Вообще, забавную жизнь ведет наше подсознание, а ассоциативная память выкидывает коленца, каких врагу не пожелаю. Я, например, всегда панически боюсь опоздать на свое выступление. Навязчивая идея, мания опоздания.

Просто в далекой юности я подхалтуривала от «Общества книголюбов» в седьмых классах школ на предмет ознакомления их с вершинами отечественной поэзии. Например, читала стихи Велимира Хлебникова. Член Союза писателей стоил в то время пятнадцать рублей, минус рубль двадцать подоходный налог. Выгодно было проехаться сразу по трем школам.

Человек я пунктуальный, и, бывало, чтоб не опоздать, торопилась с трамвая на троллейбус, с автобуса на метро… и всегда успевала. Но однажды я все-таки опоздала. И когда подходила к дверям 7-го «А» класса, навстречу мне повалила прыщавая толпа с радостными воплями: «Ура!! Актерка сдох-ла!!»

С тех пор я предпочитаю не опаздывать.

В своих каторжных путешествиях веду жизнь переносной клади. Незнакомые добрые люди встречают меня в пункте А, снимают с самолета, везут к себе, кормят, ставят под душ; затем, надев чистую блузку и концертный пиджак, я предстаю пред свежей публикой.

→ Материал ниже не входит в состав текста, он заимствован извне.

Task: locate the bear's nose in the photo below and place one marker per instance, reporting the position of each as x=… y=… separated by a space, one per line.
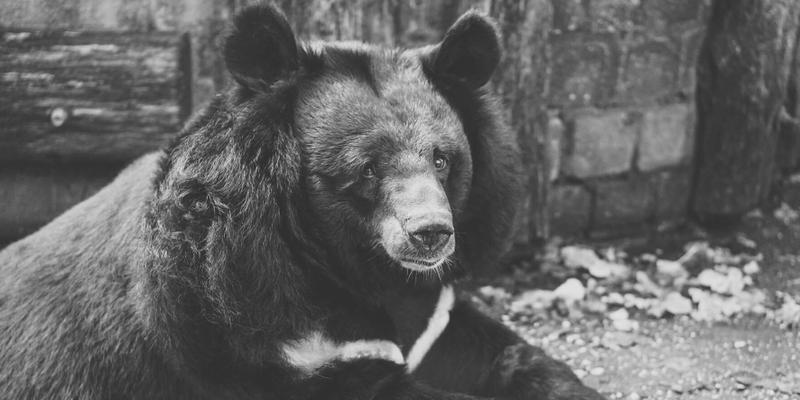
x=431 y=237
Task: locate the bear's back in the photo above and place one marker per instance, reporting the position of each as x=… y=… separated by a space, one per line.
x=68 y=327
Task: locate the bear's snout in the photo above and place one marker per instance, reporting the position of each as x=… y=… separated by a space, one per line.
x=418 y=230
x=430 y=233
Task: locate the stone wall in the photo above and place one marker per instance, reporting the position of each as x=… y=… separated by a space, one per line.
x=621 y=101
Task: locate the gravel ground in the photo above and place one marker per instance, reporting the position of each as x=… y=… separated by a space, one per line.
x=680 y=358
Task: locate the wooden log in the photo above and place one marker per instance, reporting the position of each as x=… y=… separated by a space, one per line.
x=104 y=96
x=33 y=195
x=742 y=73
x=521 y=82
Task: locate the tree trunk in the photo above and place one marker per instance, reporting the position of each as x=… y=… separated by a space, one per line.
x=743 y=75
x=521 y=82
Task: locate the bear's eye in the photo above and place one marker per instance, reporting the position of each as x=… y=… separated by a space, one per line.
x=439 y=161
x=368 y=171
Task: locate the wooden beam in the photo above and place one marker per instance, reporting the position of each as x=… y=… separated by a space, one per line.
x=104 y=96
x=31 y=196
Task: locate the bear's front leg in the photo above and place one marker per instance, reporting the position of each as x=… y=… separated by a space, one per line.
x=480 y=356
x=370 y=379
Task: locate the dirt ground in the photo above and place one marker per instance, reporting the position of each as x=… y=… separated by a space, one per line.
x=678 y=357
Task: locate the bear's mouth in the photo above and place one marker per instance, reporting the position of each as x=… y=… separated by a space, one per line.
x=421 y=265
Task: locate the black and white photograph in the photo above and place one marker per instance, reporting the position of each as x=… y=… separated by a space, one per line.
x=400 y=199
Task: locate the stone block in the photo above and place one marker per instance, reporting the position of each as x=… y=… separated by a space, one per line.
x=600 y=142
x=570 y=209
x=691 y=40
x=672 y=189
x=667 y=136
x=583 y=69
x=569 y=15
x=622 y=203
x=659 y=14
x=613 y=15
x=649 y=72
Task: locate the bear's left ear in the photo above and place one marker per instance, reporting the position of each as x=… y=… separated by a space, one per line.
x=469 y=52
x=261 y=49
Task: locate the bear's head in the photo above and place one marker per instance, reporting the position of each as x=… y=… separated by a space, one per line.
x=340 y=160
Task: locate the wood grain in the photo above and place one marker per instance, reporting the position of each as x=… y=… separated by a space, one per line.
x=105 y=96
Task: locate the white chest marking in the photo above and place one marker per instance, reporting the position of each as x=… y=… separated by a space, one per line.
x=436 y=325
x=316 y=351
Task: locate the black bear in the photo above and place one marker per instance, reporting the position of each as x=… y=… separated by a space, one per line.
x=297 y=240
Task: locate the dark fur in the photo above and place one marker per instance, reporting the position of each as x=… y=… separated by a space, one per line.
x=183 y=277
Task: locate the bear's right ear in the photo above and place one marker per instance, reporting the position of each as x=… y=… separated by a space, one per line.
x=261 y=48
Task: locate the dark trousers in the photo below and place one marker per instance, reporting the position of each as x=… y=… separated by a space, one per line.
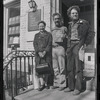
x=47 y=59
x=74 y=67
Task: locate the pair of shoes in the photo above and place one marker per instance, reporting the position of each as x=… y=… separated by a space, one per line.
x=68 y=90
x=61 y=88
x=41 y=87
x=76 y=92
x=54 y=87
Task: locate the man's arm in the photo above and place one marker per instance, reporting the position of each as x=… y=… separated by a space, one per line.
x=49 y=45
x=89 y=36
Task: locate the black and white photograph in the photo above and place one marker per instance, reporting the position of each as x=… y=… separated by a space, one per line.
x=49 y=49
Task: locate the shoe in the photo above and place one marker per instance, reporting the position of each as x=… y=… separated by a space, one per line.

После чего добрые люди сажают меня по направлению к пункту Б, где уже другие добрые люди снимают меня с самолета (поезда, автобуса), везут к себе, кормят, ставят под душ и т. д.

В далекой моей, отнюдь не конвенциональной юности был такой персонаж – Ленька Вайнтруб. Был он немножко гипнотизер, немножко фокусник, немножко экстрасенс. Работал от подмосковной филармонии на азиатскую провинцию, этим кормился. Звонит, бывало, в Коканд, договаривается насчет гастролей, приходит ему служебная телеграмма: «Приглашается Вайнтруб гастроли Коканд гарантируем оплату оба конца». Или с Ургенчем договаривается. Приходит телеграмма: «Приглашается Вайнтруб гастроли Ургенч», ну и так далее…

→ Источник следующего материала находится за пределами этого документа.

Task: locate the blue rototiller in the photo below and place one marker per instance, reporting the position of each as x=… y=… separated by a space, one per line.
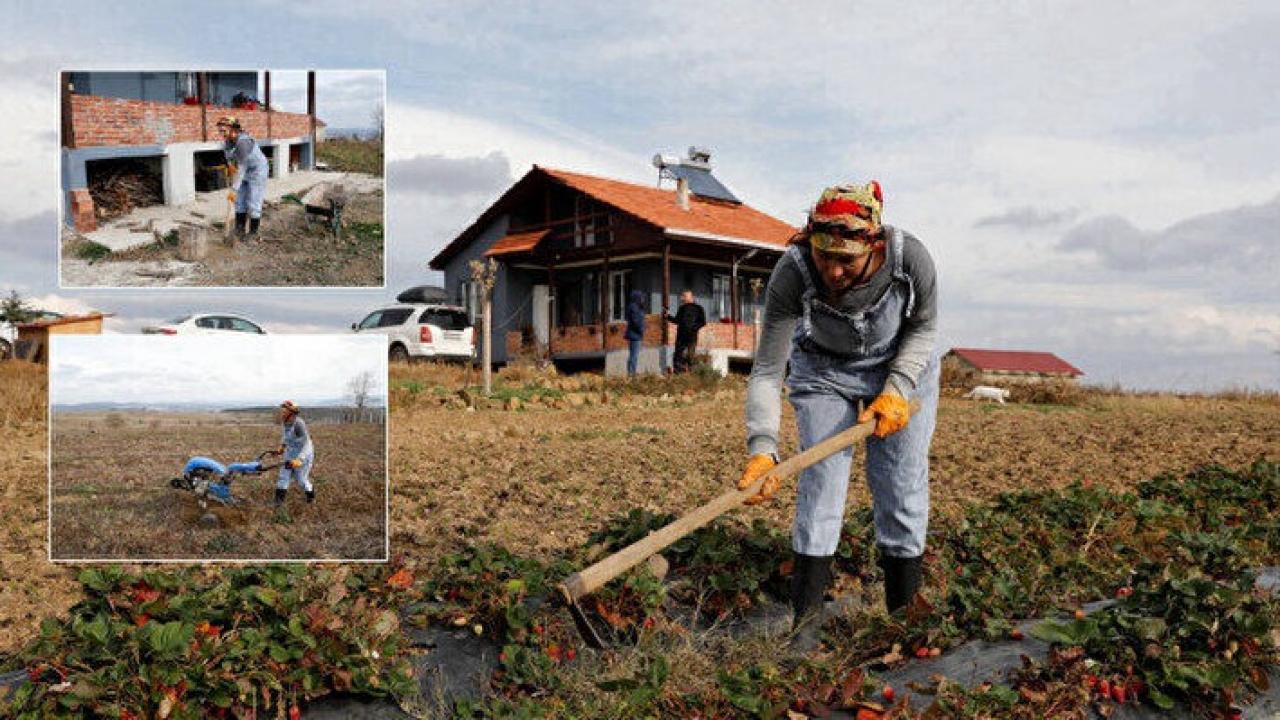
x=211 y=482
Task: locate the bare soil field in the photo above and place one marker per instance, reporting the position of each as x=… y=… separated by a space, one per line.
x=112 y=496
x=551 y=460
x=539 y=479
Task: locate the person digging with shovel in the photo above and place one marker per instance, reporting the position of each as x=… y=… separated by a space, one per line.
x=248 y=183
x=853 y=305
x=297 y=452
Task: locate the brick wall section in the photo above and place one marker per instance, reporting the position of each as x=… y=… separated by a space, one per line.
x=586 y=338
x=109 y=121
x=82 y=212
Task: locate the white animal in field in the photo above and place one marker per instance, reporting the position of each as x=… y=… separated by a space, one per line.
x=987 y=392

Однажды договорился с филармонией города Андижана. Приходит телеграмма: «Приглашается Ваш труп гастроли Андижан гарантируем доставку оба конца».

И вот сколько лет прошло, хохма устарела, Ленька постарел, да и все мы – бывшие юные хохмачи – стали дядьками и тетками не первой свежести. А вот – неизменно – выхожу в аэропорту, умоляющими беспомощными глазами нащупывая встречающих, а где-то там, с самого донышка ассоциативной памяти обязательно всплывает: «Приглашается Ваш труп…»

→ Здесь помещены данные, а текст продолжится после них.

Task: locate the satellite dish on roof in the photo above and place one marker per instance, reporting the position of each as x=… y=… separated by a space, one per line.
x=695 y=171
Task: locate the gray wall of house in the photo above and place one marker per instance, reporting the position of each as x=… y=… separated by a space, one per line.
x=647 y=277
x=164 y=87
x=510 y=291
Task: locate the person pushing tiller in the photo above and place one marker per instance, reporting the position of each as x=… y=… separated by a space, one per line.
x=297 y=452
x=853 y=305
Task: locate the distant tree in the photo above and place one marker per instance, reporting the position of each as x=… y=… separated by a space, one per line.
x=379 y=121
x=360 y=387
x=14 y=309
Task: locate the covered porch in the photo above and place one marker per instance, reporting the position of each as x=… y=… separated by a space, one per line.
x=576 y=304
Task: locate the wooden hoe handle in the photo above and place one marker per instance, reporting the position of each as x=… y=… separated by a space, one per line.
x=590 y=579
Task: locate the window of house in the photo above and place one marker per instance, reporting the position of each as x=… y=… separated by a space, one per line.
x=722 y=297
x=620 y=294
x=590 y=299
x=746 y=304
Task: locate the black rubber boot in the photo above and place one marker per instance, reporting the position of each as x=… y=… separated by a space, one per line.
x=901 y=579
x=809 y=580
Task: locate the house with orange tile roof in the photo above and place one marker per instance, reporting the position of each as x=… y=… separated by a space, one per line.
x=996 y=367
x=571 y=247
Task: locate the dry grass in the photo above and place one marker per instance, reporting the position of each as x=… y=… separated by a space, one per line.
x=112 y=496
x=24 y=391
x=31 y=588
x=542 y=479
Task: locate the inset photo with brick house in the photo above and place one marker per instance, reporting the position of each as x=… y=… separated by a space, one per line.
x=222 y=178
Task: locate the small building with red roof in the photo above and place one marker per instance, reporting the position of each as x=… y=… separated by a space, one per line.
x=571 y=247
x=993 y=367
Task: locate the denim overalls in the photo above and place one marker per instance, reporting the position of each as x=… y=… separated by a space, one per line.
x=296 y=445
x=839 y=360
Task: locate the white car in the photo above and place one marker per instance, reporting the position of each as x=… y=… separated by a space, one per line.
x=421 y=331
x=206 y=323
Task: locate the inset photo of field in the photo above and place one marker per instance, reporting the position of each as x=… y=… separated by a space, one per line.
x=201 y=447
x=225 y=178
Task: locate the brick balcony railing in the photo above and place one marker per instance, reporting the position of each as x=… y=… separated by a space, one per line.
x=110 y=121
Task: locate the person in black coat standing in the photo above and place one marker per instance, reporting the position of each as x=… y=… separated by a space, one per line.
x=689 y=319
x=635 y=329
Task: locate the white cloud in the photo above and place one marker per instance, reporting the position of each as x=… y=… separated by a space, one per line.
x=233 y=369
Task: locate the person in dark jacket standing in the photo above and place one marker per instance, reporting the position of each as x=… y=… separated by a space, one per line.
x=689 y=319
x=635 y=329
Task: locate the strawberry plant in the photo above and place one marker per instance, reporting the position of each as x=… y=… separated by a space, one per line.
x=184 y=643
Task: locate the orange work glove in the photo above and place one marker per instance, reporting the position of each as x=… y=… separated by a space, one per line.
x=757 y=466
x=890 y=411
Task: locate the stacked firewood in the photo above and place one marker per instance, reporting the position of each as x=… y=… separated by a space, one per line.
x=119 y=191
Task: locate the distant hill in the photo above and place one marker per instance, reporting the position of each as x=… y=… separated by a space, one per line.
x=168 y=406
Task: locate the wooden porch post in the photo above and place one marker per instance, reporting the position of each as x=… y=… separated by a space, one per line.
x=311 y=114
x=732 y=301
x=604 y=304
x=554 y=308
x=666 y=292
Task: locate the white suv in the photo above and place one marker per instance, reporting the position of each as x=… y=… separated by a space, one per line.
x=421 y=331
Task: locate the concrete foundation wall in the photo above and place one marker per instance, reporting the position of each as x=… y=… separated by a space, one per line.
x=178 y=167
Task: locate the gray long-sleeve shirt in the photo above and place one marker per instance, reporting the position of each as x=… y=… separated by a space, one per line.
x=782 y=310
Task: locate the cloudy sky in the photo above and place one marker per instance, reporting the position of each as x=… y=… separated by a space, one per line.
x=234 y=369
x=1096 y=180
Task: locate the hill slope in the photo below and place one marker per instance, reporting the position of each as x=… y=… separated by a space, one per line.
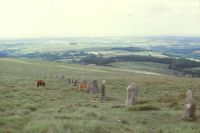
x=59 y=107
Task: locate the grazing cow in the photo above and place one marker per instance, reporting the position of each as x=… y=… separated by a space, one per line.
x=40 y=83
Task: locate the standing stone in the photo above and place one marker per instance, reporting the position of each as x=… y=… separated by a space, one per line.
x=189 y=111
x=131 y=95
x=94 y=87
x=103 y=97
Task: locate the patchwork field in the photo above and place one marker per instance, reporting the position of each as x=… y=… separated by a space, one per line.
x=59 y=107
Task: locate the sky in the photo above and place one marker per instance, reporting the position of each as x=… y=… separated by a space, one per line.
x=89 y=18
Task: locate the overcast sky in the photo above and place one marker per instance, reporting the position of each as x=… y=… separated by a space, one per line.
x=67 y=18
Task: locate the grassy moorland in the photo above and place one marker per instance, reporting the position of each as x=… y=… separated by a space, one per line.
x=61 y=108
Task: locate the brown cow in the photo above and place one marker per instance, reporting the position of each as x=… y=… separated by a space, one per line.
x=40 y=82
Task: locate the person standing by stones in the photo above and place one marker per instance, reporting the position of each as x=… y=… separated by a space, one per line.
x=131 y=95
x=189 y=111
x=103 y=97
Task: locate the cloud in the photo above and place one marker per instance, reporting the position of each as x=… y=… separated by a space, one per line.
x=41 y=18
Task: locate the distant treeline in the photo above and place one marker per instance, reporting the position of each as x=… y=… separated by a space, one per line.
x=54 y=56
x=180 y=64
x=129 y=49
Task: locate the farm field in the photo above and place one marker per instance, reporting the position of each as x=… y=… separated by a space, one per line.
x=59 y=107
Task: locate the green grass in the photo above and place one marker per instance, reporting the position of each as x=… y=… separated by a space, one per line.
x=61 y=108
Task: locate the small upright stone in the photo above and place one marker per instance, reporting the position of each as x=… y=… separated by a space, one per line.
x=189 y=111
x=131 y=95
x=94 y=87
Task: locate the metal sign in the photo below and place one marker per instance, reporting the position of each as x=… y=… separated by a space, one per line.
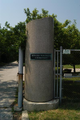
x=40 y=56
x=66 y=51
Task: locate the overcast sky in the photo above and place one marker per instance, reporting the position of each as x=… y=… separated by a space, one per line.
x=13 y=10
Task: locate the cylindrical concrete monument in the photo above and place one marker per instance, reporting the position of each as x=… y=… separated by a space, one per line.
x=39 y=61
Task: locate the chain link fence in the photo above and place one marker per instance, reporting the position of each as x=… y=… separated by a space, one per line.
x=71 y=76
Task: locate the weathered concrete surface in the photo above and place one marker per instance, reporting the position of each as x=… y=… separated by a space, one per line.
x=39 y=73
x=8 y=87
x=39 y=106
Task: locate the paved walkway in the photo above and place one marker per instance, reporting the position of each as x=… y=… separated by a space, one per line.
x=8 y=87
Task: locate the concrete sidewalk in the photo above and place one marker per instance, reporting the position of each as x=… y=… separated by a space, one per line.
x=8 y=87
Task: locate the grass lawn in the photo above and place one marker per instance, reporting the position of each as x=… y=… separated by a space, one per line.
x=68 y=111
x=70 y=107
x=70 y=66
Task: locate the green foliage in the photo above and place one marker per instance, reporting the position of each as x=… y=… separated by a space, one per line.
x=65 y=34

К тому же меня мучает вопрос: не стала ли я уже свадебным бараном? В Узбекистане, где я родилась, невест покупают. Как и везде на мусульманском Востоке. Калым – называется «выкуп». Помню, в далеком детстве кто-то из жителей нашей махалли перед свадьбой купил на базаре ягненка, предназначенного в уплату за невесту. Свадьба прошла, и в следующий базар родители невесты продали ягненка очередному жениху. Так с тех пор и пошло. Ягненок вырос, превратился в барана и все продолжал разъезжать по свадьбам. Праздная жизнь плохо сказалась на его характере, он стал наглым, дрался с собаками и женихом. И любил разъезжать на легковых машинах…

Как-то жарким летним вечером к воротам наших соседей подъехала машина. За рулем сидел дядя Лутфулла, рядом с ним – тетя Башорат, а за ней, на месте вынутого заднего сиденья, стоял калымный баран. Через боковое стекло просматривался его наглый самодовольный профиль.

– Барана купили, – сказал мне довольный дядя Лутфулла, вытирая платком потное лицо…

…Так вот, когда в очередном городе очередные милые люди встречают меня и, ласково улыбаясь, ведут к своей машине, я чувствую себя – о, не свадебным генералом, отнюдь! – скорее свадебным бараном.

…Я – офеня. И в этом есть свои положительные стороны. Например, в процессе торговли своими книгами я научилась складывать и вычитать – то есть осилила арифметические действия, до сих пор для меня недоступные. Впрочем, выше себя не прыгнешь, и я все равно напрягаюсь и цепенею, когда требуется проделать в уме одновременно несколько таких действий.

На днях позвонил знакомый, математик Аба Таратута, сказал, что какие-то его друзья из Швейцарии просят купить все мои книги… Договариваемся о встрече.

– Сколько мне взять денег с собой? – спрашивает Аба.

Я задумалась, как обычно, когда надо что-то с чем-то сложить или отнять.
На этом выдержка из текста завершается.